Cerita, atau narasi, itu meresap ke dalam kultur suatu masyarakat, dan secara tidak sadar telah menjadi “bahasa” bersama dari masyarakat tersebut untuk menggambarkan dan menjelaskan masa lalu mereka. Setiap bentuk kritik terhadap masa lalu juga selalu berpijak pada narasi tersebut. “Bahasa” bersama inilah yang nantinya membentuk karakter dan perilaku masyarakat itu.
Di dalam teori-teori tentang ingatan kolektif, ada satu pengandaian dasar yang cukup umum ditemukan, bahwa apa yang kita ingat tentang masa lalu amat ditentukan pada kebutuhan masa sekarang, dan apa yang diharapkan dapat terjadi di masa depan.
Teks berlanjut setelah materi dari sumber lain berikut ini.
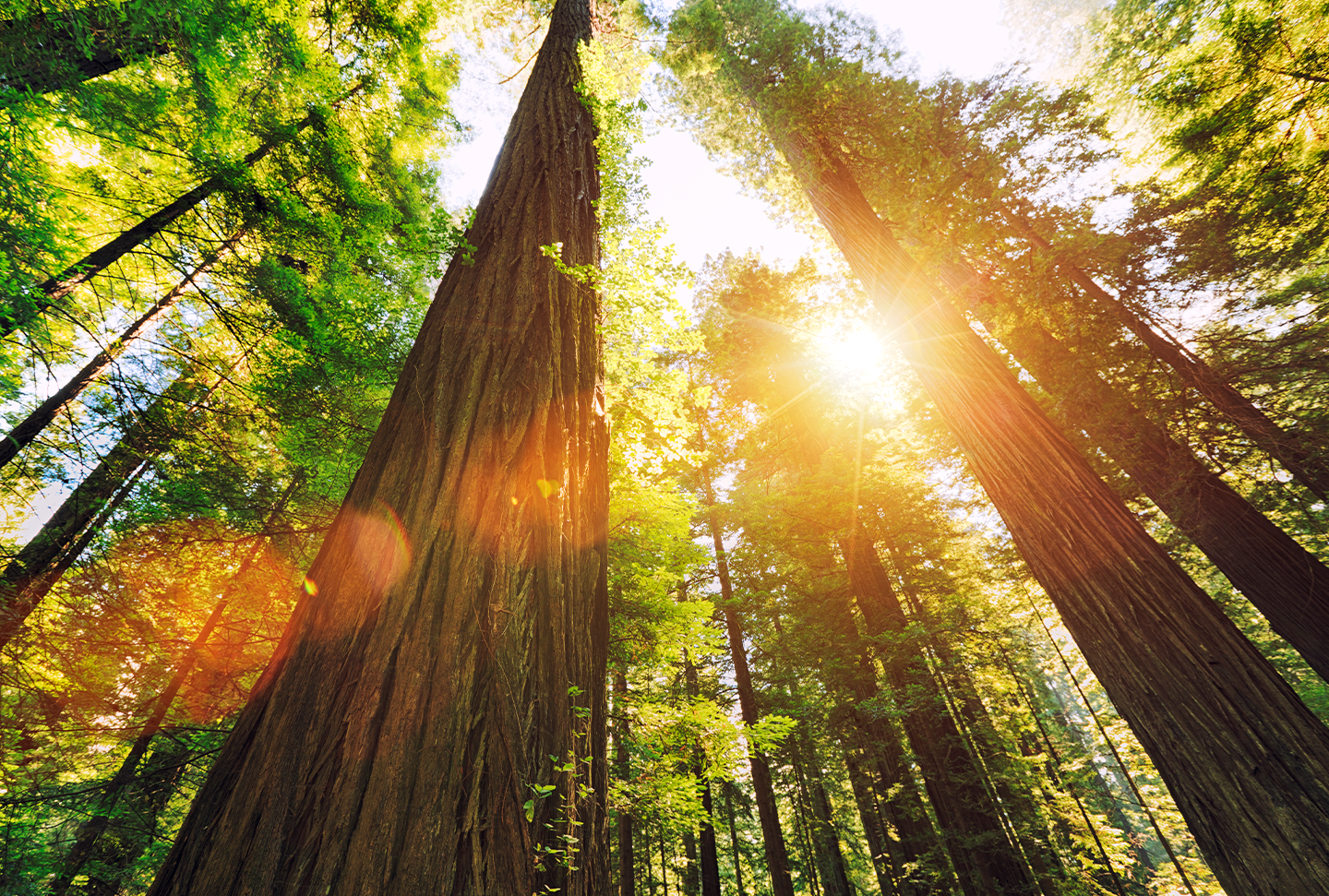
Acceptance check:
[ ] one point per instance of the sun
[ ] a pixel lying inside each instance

Inilah yang disebut Edy sebagai presentisme. Dengan kata lain, ingatan kolektif tentang masa lalu bukanlah gambaran fakta obyektif yang tidak dapat berubah, melainkan narasi yang mengabdi pada konteks sekarang, serta kebutuhan dan kepentingan yang ada di masa kini. Di dalam proses itu terjadi apa yang disebut Edy sebagai kompetisi ingatan kolektif, di mana berbagai bentuk narasi tentang masa lalu berusaha untuk merebut opini publik, dan menjadi ingatan kolektif yang dominan di masyarakat tersebut. Dalam arti ini, ingatan kolektif pun juga dapat dilihat sebagai tempat pertempuran antara berbagai narasi, atau cerita, di dalam masyarakat, yang berusaha menjelaskan masa lalu masyarakat tersebut. Narasi yang paling mampu mengabdi pada kepentingan masa kini dan masa depan akan menjadi ingatan yang dominan, yakni ingatan kolektif masyarakat tersebut, yang mempengaruhi karakter sekaligus pola perilaku orang-orang yang hidup dalam masyarakat itu.